The Osiris Shaft as a cenotaph for Osiris remains plausible for Dynasty 6, but equally plausible is as a cenotaph for Sokar. Then again, also plausible is that Level 3 was indeed used for the burial of someone from late in the Old Kingdom, even if no archaeological evidence remains to clarify the possibility.

I might disagree with some of Hawass’s conclusions about the nature and purpose of the Osiris Shaft, but I applaud him and his team in 1999 for their thorough excavation of the complex under unpleasant and dangerous conditions. They at last brought this little-understood feature into the light of day. We can outright dismiss misguided notions that the Osiris Shaft is part of some vast network of secret passageways, and we can equally dismiss arguments that the Osiris Shaft had anything to do with the three Giza pyramids. There is simply nothing archaeological to substantiate such an idea. We can continue to debate what exactly the shaft complex was originally intended for, but at the same time we needn’t expend effort or time in arguing things it was clearly not intended for.

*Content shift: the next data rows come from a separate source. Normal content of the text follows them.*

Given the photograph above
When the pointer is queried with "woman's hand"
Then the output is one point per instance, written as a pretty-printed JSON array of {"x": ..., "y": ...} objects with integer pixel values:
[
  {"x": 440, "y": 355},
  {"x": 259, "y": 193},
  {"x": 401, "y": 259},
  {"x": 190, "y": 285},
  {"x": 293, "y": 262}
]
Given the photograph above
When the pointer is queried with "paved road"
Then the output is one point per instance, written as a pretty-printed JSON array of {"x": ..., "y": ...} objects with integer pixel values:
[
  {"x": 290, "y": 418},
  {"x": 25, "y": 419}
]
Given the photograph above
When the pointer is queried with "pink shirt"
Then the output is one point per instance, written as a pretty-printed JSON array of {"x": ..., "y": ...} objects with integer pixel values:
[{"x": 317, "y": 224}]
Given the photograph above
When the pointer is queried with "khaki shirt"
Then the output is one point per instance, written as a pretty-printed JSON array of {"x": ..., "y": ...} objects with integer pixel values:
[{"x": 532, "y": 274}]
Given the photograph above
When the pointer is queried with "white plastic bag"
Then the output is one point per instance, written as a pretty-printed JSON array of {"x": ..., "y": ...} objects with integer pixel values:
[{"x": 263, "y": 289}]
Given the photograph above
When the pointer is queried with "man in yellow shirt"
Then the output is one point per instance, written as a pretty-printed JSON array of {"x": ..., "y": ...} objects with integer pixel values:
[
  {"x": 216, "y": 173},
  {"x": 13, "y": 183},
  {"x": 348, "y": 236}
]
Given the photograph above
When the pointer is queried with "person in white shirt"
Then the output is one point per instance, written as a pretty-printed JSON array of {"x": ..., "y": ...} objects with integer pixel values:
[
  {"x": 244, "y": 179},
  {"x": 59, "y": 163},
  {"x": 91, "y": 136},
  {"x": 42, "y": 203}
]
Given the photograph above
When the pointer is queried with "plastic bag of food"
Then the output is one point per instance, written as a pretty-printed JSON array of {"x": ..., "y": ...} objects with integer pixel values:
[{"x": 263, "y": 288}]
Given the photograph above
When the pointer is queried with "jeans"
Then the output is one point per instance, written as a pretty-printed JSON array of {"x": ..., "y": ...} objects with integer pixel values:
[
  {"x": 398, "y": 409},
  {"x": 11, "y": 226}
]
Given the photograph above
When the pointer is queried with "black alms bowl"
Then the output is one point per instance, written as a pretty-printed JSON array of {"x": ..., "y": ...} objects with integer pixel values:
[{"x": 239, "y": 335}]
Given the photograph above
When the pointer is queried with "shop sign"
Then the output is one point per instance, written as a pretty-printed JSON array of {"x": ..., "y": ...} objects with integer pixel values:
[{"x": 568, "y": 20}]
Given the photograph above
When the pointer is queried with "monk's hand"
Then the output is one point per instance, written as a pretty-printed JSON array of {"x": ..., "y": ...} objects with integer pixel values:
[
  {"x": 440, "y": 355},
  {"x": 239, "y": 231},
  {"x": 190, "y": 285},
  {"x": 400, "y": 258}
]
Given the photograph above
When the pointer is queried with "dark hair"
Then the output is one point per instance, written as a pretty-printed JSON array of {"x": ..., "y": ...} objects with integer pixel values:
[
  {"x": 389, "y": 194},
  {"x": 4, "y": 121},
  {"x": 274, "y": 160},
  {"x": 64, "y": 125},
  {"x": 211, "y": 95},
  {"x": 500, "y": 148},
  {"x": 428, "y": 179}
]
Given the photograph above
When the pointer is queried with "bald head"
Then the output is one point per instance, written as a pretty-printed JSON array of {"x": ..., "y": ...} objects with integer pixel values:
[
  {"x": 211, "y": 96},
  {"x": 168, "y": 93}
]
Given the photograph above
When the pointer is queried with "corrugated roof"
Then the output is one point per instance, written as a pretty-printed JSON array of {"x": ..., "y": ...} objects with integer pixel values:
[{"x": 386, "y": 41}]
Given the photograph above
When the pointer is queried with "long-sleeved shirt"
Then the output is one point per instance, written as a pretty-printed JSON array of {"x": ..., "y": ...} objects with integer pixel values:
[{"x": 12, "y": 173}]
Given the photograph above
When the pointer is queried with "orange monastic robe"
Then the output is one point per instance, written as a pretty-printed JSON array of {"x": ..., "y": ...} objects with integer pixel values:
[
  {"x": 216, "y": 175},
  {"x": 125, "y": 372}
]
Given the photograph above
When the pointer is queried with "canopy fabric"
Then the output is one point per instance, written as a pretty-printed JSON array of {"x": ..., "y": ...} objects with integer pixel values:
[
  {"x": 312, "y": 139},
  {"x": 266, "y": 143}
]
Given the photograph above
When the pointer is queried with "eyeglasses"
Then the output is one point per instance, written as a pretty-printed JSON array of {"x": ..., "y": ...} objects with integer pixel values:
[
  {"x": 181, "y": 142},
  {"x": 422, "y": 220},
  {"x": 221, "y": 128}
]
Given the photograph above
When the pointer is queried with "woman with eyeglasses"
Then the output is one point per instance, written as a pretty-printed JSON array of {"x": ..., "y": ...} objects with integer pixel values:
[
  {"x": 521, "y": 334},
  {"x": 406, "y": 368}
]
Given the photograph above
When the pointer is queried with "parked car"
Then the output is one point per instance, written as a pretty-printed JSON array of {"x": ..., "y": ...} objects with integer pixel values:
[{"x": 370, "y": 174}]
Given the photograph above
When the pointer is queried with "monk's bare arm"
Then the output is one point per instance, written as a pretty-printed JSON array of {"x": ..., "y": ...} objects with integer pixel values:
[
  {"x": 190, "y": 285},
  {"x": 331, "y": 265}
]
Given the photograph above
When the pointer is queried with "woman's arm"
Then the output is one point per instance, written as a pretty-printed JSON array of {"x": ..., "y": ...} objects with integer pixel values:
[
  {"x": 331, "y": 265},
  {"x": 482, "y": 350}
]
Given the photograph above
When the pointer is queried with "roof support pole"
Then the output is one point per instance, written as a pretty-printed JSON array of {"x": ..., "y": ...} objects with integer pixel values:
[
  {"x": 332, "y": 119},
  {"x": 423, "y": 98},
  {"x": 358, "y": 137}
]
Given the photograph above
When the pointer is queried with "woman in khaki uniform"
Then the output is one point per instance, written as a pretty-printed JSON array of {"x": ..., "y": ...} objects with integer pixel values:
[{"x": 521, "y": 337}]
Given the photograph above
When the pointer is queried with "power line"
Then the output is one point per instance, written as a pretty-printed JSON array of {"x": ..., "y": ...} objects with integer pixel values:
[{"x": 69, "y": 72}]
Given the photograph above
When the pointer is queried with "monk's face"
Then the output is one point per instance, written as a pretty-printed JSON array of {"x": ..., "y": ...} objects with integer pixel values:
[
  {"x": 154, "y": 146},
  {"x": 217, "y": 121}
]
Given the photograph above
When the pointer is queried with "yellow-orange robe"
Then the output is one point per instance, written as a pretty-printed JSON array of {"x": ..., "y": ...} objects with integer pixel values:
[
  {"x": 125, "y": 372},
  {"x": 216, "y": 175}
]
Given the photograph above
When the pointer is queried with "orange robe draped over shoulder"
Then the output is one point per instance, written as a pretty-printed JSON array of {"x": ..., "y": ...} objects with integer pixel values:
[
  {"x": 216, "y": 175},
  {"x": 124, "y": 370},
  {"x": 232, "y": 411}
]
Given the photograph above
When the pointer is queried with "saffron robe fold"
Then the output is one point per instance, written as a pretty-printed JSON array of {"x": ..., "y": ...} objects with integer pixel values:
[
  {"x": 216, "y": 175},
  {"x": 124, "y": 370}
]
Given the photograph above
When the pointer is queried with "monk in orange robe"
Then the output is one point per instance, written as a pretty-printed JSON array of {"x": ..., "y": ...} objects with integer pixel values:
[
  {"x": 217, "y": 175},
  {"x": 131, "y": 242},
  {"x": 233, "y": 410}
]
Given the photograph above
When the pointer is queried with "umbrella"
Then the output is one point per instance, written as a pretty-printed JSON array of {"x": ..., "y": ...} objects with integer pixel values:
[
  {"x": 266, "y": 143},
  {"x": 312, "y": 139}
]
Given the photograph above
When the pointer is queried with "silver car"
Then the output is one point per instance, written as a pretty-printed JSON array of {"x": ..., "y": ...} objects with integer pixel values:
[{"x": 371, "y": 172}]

Zahi Hawass’s essay can be downloaded from this link: The Discovery of the Osiris Shaft at Giza.


Faulkner, Raymond O. A Concise Dictionary of Middle Egyptian. 1962.

Hassan, Selim. Excavations at Giza, Vol. V: 1933-1934. 1944.

Hawass, Zahi. “The Discovery of the Osiris Shaft at Giza,” The Archaeology and Art of Ancient Egypt: Essays in Honor of David B. O’Connor. 2007.

Hawass, Zahi. “The Mysterious Osiris Shaft of Giza.” http://www.drhawass….iris-shaft-giza

Lesko, Leonard H. “Ancient Egyptian Cosmogonies and Cosmology,” Religion in Ancient Egypt. Ed. Byron E. Shafer. 1991.

Porter, Bertha and Rosalind L. B. Moss. Topographical Bibliography of Ancient Egyptian Hieroglyphic Texts, Reliefs, and Paintings: III. Memphis. 1974.

Wilkinson, Richard. Complete Gods and Goddesses of Ancient Egypt. 2003.

Zivie-Coche, Christiane. Sphinx: History of a Monument. 2002.